Thursday, June 25, 2009

Something's rotten in the realm of watermarking?


2009 is a bad year for watermarking conferences. All of them (IH, MMSEC, IWDW, SPIE, ...) are facing a low submission number. There are certainly too many yearly conferences, but no PC wants to kill its child. Too bad! Clearly, publishing papers is no longer a problem.

Some think this is due to the brand new "yet another conference on content security", ie. WIFS. THE conference which would wipe out all the others. But no! There were 120 submissions. Not enough for the organizers who decided to restrain their ambition, as I have been told. WIFS might be single threaded without any poster session (enter the rumormill!). Maybe, they were expecting too much for a first edition.

Some think this is due to the financial crisis. Researchers have no money for traveling. The Earth thanks them for the saved CO2. But no! Conferences of our cousins the crypto broke submission records in 2009.
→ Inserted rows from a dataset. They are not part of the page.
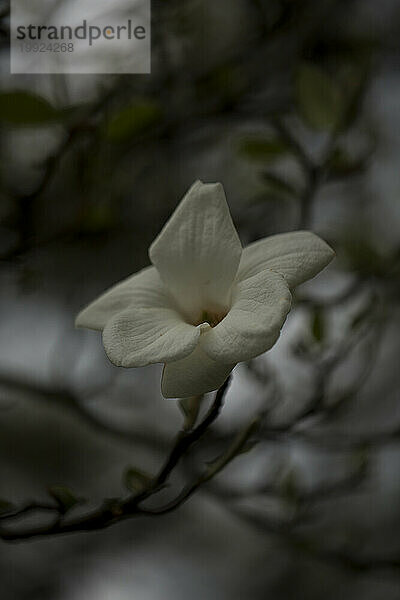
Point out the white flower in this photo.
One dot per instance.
(206, 304)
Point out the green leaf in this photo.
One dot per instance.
(318, 325)
(26, 108)
(263, 149)
(5, 506)
(136, 480)
(64, 497)
(132, 120)
(319, 98)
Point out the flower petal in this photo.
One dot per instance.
(198, 251)
(194, 375)
(144, 289)
(142, 336)
(259, 308)
(297, 256)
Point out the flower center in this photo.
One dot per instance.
(211, 317)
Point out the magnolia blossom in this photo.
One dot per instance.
(206, 304)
So? what is rotten in the realm of watermarking? Time to move on to another realm? Which one?

But there is a glimpse of hope at the end of the 2009 black tunnel. According to the latest Journal Citation Report, the TIFS journal's impact factor has jumped from 1.089 to 2.23. It is currently in the first third of the JCR ranking for electrical engineering journals, which is really good.

Conclusion: Stop calling your travel agency, and write long deep and damn good journal articles!

Miss Cucumber switching the gossip radio off. 

Tuesday, June 16, 2009

Who judges? Who does science?

No need for links here. One day or another, we all stumbled upon one of these papers in which the hidden payload is a binary bitmap logo. Maybe it is deeply rooted in one of the founding papers of the field.

Anyway. The point is: Are we doing science or not?

If we are really doing some science, we are preferably to talk about quantities like capacity. In real life with sound experiments, it boils down to compute/simulate the Bit Error Rate (BER).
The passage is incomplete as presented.